Editors’ Note: We’ve asked a number of authors to discuss the state of the American parish and what it means to be church in a time of migration and movement. We also wanted to offer practical suggestions for how parishes can be more welcoming, just, and Spirit-filled in these times. Together, our contributors provide a picture of the U.S. church today, one not so much in decline as undergoing a profound transition. To read all the articles, see the entire collection, The American Parish Today.
It was about five minutes before six on a Tuesday evening, and members of the Coalition for Spiritual and Public Leadership’s (CSPL) Immigration Committee were trickling into the conference room. Some were arriving straight from work, and helped themselves to plates of rice and beans and cups of cantaloupe juice before taking their seats. Others had been there all day, filling up whiteboards and firing off emails. They’d come from all over Chicago, some reaching the coalition’s suburban Maywood office from as far away as the South Side. After a short prayer in English and Spanish, they quickly got down to business.
There was a lot to cover in the fifty minutes allotted by the agenda. Most pressing was the upcoming pilgrimage to El Paso, Texas, where the group had helped plan a teach-in and was co-organizing a border action to help asylum seekers legally enter the United States. Just six weeks earlier Patrick Crusius, a young man inspired by white-nationalist ideology and armed with a semi-automatic rifle, had driven more than 650 miles from the Dallas area to a Walmart in El Paso in order to “kill Mexicans.” He’d murdered twenty-two people and injured twenty-four more. Galvanized by the massacre, the coalition had decided to take action, not only to publicly protest the racist immigration policies of the Trump administration, but also to show solidarity with Latinx communities in the borderlands. Among the dead, after all, were people just like them.
There was some concern over turnout, logistics, and safety, but meeting facilitator Sue Ross, a middle-aged former business manager with short curly hair and tortoise-shell glasses, kept things moving. After about ten minutes she tabled the pilgrimage discussion and switched to reporting on the progress of the census initiative. Maywood, with a 95 percent non-white population, had been systematically undercounted by more than 30 percent in the 2010 census, resulting in the loss of several million dollars in federal funding. Outreach to local parishes, soup kitchens, and shelters, along with a push to provide internet access to the elderly, would help residents register themselves and thus force the 2020 census-takers to include them.

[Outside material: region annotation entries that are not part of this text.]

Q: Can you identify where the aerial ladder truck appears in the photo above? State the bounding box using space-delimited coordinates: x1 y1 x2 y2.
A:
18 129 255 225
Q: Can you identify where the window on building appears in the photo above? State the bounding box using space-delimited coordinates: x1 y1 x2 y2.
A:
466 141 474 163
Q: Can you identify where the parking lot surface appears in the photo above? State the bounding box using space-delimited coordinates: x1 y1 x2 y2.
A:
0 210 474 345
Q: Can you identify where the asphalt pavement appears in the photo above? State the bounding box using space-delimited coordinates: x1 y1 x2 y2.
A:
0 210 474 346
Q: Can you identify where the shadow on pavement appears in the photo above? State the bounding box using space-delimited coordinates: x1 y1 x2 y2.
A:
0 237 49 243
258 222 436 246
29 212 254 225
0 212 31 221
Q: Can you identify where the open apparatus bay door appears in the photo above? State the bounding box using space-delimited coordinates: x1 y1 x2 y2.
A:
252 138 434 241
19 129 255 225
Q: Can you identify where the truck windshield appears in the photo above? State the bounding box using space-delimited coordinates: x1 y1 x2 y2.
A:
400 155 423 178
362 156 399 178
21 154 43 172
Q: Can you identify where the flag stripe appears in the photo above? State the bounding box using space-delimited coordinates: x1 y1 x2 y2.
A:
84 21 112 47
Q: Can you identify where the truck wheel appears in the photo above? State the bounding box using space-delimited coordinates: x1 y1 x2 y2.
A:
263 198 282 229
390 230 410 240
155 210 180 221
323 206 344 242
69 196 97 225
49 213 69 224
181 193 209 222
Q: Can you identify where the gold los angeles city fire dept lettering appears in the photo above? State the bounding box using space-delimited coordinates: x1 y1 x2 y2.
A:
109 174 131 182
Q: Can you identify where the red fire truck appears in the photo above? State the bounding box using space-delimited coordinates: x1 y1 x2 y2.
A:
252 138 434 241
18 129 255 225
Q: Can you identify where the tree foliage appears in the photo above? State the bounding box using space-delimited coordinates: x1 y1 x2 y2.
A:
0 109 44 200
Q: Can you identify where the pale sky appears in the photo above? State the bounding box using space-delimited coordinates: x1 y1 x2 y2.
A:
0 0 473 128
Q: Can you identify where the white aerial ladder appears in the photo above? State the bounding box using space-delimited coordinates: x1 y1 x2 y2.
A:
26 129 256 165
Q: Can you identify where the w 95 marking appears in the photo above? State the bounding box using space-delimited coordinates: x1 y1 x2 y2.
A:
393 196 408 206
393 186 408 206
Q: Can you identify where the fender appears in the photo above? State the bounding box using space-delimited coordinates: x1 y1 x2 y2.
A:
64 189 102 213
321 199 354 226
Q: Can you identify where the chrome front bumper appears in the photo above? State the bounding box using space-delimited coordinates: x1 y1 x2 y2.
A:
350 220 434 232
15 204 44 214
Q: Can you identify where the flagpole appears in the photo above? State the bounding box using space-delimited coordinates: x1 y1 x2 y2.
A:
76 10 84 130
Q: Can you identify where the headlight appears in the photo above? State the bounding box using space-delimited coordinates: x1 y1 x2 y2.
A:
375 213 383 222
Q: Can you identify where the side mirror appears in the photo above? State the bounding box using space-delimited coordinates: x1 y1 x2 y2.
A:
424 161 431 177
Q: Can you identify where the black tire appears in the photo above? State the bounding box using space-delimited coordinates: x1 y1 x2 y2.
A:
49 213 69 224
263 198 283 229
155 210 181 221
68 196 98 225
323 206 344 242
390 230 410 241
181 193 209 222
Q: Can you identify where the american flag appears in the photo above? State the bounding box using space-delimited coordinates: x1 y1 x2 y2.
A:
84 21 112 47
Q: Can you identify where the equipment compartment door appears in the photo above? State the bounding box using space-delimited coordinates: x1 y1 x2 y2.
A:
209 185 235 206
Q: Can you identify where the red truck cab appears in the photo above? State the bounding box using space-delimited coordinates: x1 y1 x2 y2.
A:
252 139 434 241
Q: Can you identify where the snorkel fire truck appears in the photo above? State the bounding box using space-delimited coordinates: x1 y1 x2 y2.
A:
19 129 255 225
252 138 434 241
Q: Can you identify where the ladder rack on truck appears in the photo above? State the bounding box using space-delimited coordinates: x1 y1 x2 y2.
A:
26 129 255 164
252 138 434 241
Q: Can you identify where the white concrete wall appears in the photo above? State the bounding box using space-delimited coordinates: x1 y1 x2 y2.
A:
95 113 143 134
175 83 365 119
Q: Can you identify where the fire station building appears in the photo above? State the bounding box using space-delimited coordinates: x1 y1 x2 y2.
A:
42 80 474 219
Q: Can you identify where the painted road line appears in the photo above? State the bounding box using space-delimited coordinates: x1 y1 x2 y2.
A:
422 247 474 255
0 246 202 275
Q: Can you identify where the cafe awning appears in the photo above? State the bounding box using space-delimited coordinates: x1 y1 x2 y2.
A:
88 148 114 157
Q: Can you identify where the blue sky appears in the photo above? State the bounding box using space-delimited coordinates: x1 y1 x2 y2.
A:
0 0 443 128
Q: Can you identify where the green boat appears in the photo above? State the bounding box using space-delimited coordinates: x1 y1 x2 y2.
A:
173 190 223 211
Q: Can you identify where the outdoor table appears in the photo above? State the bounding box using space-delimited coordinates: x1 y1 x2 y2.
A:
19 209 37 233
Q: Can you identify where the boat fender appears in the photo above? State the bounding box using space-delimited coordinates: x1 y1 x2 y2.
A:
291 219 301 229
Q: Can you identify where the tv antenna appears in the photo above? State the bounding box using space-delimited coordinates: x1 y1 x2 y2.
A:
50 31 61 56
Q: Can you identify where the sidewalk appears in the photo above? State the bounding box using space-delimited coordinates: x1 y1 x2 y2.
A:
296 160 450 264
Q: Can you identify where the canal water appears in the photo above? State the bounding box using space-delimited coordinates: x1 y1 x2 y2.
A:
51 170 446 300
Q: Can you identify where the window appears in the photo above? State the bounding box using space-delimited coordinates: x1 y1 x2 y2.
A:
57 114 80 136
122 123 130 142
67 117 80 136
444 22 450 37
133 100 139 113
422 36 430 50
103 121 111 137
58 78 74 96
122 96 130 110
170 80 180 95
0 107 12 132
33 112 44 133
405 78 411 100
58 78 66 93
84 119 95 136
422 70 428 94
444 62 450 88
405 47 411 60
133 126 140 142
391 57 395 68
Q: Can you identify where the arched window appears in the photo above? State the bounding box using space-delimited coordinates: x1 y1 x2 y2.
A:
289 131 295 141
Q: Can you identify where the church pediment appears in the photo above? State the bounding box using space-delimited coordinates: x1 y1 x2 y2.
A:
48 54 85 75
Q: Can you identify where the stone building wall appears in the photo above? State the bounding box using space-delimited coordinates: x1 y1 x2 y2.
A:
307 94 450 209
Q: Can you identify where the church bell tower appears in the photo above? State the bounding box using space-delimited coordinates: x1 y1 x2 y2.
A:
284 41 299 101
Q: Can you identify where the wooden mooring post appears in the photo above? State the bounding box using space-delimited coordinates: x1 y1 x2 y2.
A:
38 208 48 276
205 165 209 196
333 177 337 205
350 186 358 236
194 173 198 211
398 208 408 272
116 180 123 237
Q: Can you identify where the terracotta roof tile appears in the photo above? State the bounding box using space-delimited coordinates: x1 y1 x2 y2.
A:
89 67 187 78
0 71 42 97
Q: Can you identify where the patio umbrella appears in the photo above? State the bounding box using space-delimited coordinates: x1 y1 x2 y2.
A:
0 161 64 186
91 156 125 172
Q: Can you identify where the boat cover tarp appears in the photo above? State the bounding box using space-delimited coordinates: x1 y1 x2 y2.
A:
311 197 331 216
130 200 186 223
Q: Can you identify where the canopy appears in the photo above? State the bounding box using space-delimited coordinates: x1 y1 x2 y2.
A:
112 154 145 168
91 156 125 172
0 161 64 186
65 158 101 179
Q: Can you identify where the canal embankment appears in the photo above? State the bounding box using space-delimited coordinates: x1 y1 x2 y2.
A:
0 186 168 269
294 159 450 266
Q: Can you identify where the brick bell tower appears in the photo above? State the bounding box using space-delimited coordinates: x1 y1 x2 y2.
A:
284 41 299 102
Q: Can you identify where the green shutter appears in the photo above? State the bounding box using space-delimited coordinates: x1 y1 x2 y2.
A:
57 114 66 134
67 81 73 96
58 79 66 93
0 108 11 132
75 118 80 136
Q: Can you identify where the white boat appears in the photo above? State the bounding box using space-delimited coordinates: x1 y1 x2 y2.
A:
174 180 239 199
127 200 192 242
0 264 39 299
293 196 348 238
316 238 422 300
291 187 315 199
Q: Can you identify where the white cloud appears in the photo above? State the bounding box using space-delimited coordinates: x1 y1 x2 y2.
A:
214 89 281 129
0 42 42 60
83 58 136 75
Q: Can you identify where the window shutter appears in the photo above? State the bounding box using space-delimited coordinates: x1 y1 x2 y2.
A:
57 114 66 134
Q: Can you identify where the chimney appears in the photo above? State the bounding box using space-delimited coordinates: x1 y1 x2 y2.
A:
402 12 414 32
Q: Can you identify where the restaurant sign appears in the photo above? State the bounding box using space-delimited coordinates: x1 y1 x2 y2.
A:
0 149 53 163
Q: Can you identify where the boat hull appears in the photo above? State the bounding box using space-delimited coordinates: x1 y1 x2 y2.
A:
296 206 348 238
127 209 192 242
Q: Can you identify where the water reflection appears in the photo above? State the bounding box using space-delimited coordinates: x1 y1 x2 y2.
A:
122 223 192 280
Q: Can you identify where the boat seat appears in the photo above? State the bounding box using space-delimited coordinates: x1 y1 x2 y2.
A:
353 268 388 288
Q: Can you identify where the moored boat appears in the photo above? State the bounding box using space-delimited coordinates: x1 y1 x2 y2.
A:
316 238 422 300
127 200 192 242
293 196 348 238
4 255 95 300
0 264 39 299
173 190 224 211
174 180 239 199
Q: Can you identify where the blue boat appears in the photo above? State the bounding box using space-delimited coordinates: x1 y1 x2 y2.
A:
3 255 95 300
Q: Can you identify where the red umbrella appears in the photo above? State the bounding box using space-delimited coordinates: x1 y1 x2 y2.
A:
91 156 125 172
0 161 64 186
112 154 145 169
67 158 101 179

Next came the community-benefits report. Anely Jaime, jostling her small child in her lap and speaking mostly in Spanish, explained that a local bank had agreed to partner with CSPL to develop a course in financial literacy. For many new immigrants, it would be their first opportunity to learn how to build credit and obtain small loans. “Es un granito de arena,” she explained: a grain of sand, not much, but nevertheless essential, since limited access to credit is one of the chief obstacles that keep her neighbors, especially the undocumented ones, from establishing stable lives.
The gathering concluded with announcements and a prayer, just as any parish-council meeting would. There was to be a workshop on Catholic Social Teaching, racism, and oppression in the U.S. prison and immigration-detention systems the next evening. The prayer, offered by Sumbul Siddiqui, a medical student at Loyola University Chicago and a DACA recipient, was in Arabic. She prayed for peace, the success of the upcoming pilgrimage, and humane immigration reform. Afterwards, a few hung around to chat and eat a second plate of food. But most headed straight home; they’d have to wake up early the next morning for work.
Even as the room emptied, though, the energy remained palpable. I felt as if I’d experienced the kind of vitality, the sense of shared purpose and community, that many Catholics say they yearn for in traditional parish life, but somehow can’t seem to find. These disaffected and disaffiliated, especially younger Catholics skeptical of the institutional church, are not necessarily unfaithful; they’re not just “insufficiently devout.” They may simply feel they’re not getting what they need to live authentic Christian lives, or at least more fulfilling ones. If a parish doesn’t provide a robust sense of community, or vital social-justice ministries, or meaningful spiritual formation—or, most importantly, real recognition and empowerment—is it surprising they may look for them outside traditional structures, including beyond the walls of a church building?
These are some of the needs that CSPL is meeting. It is not aiming to subvert or supplant the traditional parish; indeed, there are ministries—like religious education, liturgy, and the sacraments—that as a lay-led group it simply cannot perform. But in an era of intense social reorganization and geographic disruption, when U.S. Catholics are both more diverse and less rooted in a single place, the coalitional model adopted by CSPL and similar groups—emphasizing bottom-up leadership, demographic inclusivity, and a distinctly spiritual approach to political and community engagement—may suggest a kind of prototype for an evolving, post-parochial church.